Zu § 128: Geändert durch G vom 14. 9. 1965 (BGBl I S. 1315).
§ 129 BEG Entschädigung für Schaden aus Rentenversicherung
(1) 1Entschädigung für Schaden an einer Lebensversicherung, die eine Rentenleistung zum Gegenstand hat, wird in der Weise geleistet, dass der Berechtigte als Rente die Leistungen einschließlich einer etwaigen Altsparerentschädigung oder einer Leistung nach den Rentenaufbesserungsgesetzen erhält, die ihm ohne die Schädigung nach dem Versicherungsverhältnis zugestanden hätten oder zustehen würden. 2Leistungen auf Grund von Verbindlichkeiten, die auf Reichsmark lauteten oder nach den vor der Währungsumstellung in Geltung gewesenen Vorschriften in Reichsmark zu erfüllen gewesen wären, werden unter Anwendung der aus Anlass der Neuordnung des Geldwesens erlassenen Gesetze und Verordnungen berechnet.

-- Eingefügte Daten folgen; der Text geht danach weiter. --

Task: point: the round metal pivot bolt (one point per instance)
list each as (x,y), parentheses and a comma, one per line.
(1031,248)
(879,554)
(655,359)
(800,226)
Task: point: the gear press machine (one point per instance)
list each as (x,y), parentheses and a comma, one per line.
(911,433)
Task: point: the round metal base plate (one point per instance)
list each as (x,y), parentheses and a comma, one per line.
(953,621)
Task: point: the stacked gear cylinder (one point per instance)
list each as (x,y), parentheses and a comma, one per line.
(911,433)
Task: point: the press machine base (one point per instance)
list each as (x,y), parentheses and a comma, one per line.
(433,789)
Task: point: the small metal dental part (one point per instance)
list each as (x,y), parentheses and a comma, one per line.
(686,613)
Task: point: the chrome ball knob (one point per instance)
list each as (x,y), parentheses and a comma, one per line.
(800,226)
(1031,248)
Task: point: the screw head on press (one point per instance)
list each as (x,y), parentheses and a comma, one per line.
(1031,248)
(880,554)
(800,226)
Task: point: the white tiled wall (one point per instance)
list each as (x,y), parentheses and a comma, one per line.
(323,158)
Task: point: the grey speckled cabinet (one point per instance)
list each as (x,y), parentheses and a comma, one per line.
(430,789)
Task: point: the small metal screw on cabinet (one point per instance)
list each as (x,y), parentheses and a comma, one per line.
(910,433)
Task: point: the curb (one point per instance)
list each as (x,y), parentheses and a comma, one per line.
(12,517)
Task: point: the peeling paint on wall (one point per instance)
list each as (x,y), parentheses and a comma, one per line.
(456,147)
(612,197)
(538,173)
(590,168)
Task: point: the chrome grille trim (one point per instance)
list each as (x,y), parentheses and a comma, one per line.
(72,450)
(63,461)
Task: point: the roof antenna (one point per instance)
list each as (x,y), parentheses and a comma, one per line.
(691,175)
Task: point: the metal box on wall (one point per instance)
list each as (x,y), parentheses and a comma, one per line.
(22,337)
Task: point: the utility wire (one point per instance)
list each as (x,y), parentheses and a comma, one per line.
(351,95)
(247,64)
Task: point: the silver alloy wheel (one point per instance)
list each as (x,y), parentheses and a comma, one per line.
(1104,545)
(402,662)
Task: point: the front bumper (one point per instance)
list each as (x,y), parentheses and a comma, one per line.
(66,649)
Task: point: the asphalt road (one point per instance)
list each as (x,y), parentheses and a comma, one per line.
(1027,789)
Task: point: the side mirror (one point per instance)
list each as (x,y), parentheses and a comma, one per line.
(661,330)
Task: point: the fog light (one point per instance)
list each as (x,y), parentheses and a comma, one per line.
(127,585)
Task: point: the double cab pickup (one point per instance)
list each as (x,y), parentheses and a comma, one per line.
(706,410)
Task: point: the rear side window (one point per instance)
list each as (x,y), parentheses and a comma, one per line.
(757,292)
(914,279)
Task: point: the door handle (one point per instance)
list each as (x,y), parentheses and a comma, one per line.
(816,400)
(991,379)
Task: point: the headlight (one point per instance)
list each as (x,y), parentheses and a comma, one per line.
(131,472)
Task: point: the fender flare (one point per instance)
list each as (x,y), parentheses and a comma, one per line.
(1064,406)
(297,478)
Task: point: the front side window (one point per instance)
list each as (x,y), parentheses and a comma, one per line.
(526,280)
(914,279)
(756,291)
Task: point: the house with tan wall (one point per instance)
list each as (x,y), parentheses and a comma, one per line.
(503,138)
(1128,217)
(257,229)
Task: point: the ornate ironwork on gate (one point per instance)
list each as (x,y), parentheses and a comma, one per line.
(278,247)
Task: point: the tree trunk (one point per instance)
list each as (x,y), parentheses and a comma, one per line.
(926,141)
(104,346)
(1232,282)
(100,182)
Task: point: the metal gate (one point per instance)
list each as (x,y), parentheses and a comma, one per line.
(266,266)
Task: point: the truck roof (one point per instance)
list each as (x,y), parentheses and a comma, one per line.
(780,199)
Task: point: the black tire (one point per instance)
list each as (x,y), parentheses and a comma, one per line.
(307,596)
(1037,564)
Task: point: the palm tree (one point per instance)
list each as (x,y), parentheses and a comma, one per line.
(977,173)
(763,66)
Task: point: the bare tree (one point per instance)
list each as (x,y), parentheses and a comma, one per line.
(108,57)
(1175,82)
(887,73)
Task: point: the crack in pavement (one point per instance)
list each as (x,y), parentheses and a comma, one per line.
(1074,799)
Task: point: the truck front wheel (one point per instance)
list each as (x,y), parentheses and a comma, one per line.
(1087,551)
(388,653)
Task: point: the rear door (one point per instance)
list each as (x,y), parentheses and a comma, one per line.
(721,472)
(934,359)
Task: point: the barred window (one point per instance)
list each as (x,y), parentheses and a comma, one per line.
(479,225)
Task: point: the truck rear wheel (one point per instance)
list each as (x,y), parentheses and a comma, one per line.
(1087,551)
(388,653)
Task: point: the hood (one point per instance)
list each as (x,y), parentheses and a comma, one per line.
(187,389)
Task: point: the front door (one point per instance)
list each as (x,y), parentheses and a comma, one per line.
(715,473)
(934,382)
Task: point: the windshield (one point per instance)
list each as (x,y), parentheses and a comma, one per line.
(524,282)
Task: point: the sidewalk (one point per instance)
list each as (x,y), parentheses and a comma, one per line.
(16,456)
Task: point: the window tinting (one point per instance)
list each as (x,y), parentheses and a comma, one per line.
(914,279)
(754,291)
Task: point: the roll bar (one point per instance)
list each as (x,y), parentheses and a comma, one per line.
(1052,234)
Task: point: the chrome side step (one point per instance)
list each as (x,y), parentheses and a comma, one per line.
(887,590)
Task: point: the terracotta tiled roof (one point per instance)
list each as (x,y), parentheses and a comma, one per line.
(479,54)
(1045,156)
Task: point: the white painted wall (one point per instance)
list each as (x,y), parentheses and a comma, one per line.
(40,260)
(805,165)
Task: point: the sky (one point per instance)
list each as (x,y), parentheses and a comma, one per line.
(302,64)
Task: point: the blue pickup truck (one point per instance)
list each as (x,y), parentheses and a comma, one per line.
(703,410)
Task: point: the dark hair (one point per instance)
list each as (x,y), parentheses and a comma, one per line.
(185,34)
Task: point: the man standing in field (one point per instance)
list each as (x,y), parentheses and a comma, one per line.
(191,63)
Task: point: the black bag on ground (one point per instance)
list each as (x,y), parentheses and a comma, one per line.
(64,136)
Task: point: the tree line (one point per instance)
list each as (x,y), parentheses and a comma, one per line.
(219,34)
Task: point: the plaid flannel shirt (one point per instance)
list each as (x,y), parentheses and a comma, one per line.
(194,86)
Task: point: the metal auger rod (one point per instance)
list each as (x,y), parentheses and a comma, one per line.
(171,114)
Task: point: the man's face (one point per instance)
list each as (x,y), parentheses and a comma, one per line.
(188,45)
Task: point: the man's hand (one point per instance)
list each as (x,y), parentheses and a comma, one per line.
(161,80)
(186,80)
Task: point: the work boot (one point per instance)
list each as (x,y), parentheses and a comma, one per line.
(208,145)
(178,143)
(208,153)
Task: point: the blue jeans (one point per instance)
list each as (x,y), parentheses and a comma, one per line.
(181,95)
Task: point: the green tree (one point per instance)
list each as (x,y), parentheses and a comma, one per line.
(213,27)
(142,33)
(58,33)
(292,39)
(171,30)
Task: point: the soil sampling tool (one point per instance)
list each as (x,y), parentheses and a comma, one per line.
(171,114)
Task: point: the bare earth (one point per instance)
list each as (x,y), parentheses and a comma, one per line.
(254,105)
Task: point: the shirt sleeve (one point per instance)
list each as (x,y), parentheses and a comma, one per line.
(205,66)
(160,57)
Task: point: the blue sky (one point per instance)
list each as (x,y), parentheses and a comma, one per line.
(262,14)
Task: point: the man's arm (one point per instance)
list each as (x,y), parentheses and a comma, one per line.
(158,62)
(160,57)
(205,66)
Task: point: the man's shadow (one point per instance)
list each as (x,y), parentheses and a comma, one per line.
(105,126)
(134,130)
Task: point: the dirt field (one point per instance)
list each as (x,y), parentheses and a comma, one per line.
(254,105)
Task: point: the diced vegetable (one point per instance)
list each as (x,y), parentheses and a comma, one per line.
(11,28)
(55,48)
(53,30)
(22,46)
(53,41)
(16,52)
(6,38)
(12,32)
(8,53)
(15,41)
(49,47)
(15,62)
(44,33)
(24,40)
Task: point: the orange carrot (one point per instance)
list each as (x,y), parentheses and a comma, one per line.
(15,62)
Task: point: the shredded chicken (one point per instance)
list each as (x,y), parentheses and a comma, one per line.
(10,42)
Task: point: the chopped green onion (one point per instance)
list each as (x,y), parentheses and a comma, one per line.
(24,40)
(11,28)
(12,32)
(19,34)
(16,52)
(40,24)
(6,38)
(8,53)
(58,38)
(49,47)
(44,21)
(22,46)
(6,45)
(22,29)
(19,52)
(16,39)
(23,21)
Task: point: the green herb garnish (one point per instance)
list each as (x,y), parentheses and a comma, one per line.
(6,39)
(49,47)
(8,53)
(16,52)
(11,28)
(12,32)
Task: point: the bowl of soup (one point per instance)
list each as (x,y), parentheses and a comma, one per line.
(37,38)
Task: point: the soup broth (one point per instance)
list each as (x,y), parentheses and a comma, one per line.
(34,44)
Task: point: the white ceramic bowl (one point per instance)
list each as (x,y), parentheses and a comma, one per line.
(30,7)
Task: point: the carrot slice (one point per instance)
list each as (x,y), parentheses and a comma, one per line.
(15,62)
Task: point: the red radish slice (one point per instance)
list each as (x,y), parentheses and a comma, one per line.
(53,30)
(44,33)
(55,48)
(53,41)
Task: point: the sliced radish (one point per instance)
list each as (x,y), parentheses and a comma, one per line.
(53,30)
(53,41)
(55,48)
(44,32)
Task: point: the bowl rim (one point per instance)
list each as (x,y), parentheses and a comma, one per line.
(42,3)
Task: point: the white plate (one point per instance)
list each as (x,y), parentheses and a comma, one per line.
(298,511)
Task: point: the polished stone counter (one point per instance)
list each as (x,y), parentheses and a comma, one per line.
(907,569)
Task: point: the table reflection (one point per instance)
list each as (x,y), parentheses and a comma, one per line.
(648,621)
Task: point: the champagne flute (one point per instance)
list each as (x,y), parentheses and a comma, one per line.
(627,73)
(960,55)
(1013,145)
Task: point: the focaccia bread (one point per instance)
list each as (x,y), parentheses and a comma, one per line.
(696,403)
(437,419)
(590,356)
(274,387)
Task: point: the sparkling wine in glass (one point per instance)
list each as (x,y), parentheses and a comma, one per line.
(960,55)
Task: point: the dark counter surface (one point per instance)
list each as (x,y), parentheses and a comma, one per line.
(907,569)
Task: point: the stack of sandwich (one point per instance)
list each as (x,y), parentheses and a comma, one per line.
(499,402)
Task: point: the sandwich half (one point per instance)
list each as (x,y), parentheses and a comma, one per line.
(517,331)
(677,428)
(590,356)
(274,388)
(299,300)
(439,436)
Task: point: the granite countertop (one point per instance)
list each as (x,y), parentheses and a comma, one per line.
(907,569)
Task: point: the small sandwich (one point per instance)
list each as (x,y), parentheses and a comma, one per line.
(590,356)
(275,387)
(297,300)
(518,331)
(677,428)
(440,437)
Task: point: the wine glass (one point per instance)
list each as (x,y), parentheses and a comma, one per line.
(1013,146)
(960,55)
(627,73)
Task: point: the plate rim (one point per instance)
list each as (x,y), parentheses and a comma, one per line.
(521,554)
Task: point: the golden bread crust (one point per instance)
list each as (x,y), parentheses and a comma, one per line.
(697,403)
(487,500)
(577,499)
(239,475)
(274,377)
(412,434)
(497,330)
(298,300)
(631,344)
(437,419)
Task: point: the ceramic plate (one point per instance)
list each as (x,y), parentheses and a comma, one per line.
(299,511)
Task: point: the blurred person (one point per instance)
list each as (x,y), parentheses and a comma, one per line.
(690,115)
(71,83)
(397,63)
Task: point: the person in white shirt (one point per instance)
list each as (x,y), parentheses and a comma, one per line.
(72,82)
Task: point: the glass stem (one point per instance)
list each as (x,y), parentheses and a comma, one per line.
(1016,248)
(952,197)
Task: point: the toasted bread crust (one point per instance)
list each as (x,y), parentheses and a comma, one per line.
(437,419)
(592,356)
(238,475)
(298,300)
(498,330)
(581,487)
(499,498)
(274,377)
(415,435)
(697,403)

(2) 1Nicht entrichtete Prämien sowie Rückvergütungen oder andere Leistungen des Versicherers an den Versicherungsnehmer, den Bezugsberechtigten oder an einen sonst zum Empfang der Versicherungsleistung Berechtigten werden auf die Rente mit der Maßgabe angerechnet, dass Reichsmarkbeträge im Verhältnis 10 : 1 in Deutsche Mark umgerechnet werden. 2Ein zum Empfang der Versicherungsleistung Berechtigter im Sinne des Satzes 1 ist nicht das Deutsche Reich oder ein deutsches Land, wenn diese die Versicherungsleistung im Zuge nationalsozialistischer Gewaltmaßnahmen in Empfang genommen haben. 3Zinsen werden nicht berechnet. 4Die Summe der anzurechnenden Beträge ist dem Versicherungsverhältnis entsprechend zu verrenten. 5Die Rente nach Absatz 1 ist um die so ermittelten Beträge zu kürzen.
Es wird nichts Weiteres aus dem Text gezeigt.